À Matadi dans le Kongo Central, 400 bus flambant neufs dorment à quai depuis deux ans. Censés fluidifier la circulation à Kinshasa et offrir une alternative aux véhicules vieillissants, ces bus du programme « Esprit de vie » n’ont jamais quitté le port. Leur faute ? Des factures impayées. Transport maritime, entreposage, dédouanement : autant de coûts que l’État n’a toujours pas réglés.
Ce projet devait incarner le renouveau du transport urbain congolais. Au lieu de cela, il est devenu un symbole de blocage. Sylva Lemba Kisindu, en charge du programme, résume la situation d’un ton désabusé : « L’État a passé commande, les véhicules sont là, prêts à rouler. Mais sans paiement, rien ne bouge. »

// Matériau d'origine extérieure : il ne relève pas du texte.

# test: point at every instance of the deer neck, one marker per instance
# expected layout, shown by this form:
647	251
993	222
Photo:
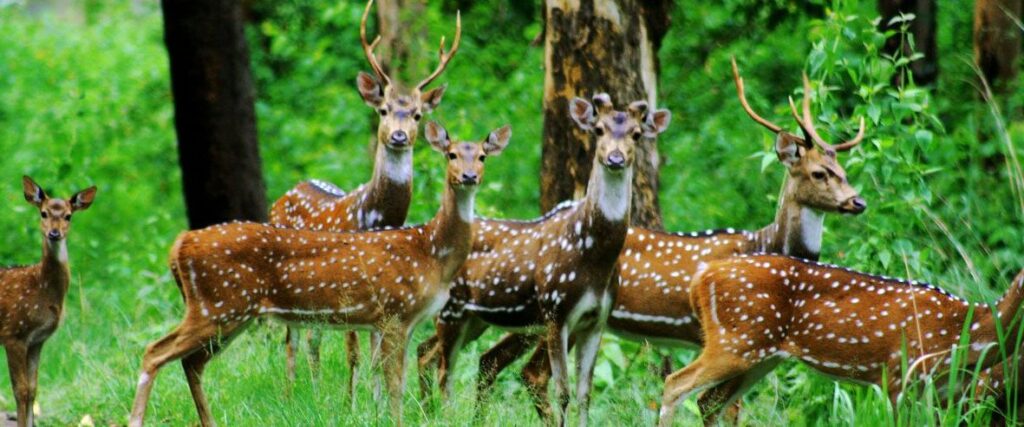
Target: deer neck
797	230
609	194
451	229
53	267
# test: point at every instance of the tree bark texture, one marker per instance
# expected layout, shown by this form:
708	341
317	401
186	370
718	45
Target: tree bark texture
923	32
594	46
997	41
214	114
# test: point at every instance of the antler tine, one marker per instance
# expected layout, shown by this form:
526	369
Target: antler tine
444	56
742	100
852	142
368	48
808	123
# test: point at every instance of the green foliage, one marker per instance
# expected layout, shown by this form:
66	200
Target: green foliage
89	102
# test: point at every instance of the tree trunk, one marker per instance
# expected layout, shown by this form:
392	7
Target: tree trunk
214	115
997	41
923	32
594	46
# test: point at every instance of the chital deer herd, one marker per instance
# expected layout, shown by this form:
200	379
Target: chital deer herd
749	299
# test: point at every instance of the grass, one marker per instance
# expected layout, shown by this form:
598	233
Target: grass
84	103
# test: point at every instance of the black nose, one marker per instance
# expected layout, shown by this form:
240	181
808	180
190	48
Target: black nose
399	137
616	160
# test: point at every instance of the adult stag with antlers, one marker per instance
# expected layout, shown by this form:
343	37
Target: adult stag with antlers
386	281
384	201
554	272
32	297
759	310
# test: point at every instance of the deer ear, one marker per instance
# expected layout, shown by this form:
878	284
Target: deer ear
83	200
436	135
432	98
582	113
370	89
790	148
33	193
656	123
498	140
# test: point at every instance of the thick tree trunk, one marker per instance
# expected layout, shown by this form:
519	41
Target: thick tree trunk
594	46
923	32
997	41
213	112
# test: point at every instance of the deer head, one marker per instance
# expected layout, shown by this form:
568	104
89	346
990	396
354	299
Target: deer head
617	132
55	213
816	179
466	159
400	109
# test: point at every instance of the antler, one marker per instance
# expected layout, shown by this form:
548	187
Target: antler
444	56
742	100
368	48
807	124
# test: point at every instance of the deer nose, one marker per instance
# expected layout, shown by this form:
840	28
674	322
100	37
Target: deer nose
399	137
856	205
616	160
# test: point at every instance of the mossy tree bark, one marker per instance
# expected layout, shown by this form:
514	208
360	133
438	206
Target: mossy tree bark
594	46
214	115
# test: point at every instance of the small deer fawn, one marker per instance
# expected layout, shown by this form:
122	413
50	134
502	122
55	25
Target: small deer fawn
758	310
386	281
32	297
555	271
384	201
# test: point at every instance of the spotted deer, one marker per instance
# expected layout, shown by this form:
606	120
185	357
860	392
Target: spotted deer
32	297
655	267
384	201
555	272
385	281
759	310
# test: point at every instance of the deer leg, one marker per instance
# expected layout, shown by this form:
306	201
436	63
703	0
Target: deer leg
726	394
393	351
192	335
557	341
313	339
511	347
708	371
590	340
536	375
17	366
290	345
352	348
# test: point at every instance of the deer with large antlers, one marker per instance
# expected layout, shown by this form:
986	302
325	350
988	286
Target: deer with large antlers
386	281
32	297
759	310
655	267
556	271
384	201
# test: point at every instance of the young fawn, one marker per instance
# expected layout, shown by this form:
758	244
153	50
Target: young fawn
758	310
554	272
32	297
384	201
386	281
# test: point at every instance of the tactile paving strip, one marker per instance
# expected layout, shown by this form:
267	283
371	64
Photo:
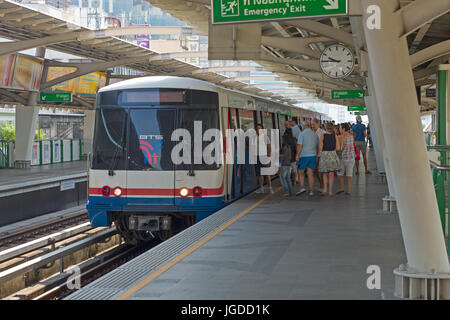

Le paradoxe est frappant : alors que Kinshasa suffoque sous les embouteillages et les bus hors d’âge, 400 minibus neufs restent cloués sur place, parfaitement inutiles. « Trois factures seulement empêchent la mise en circulation », glisse le coordonnateur, qui dit attendre une réaction du ministère des Finances, saisi depuis avril par celui des Transports.
Le programme « Esprit de vie », lancé en 2014, avait pourtant bien commencé. À l’époque, 250 minibus avaient été remis à des opérateurs privés pour remplacer les tristement célèbres Mercedes 207 surnommés « esprit de mort ». Le changement avait fait une différence. Moins d’accidents, un réseau plus fiable. Mais la dynamique semble s’être figée.
Le poids de l’attente pèse lourd. Chaque jour passé au port génère des frais d’entreposage supplémentaires. Un gaspillage d’argent public qui s’accumule sans qu’aucune solution concrète ne voie le jour. Pour beaucoup, cette situation illustre une réalité bien connue : l’engrenage de l’inefficacité administrative.
Et pourtant, les bus sont prêts. Ils ont passé les contrôles techniques. Ils n’attendent que le feu vert financier pour être livrés. « Il suffirait d’un simple paiement pour tout débloquer », affirme Sylva Lemba Kisindu, visiblement frustré par cette inertie.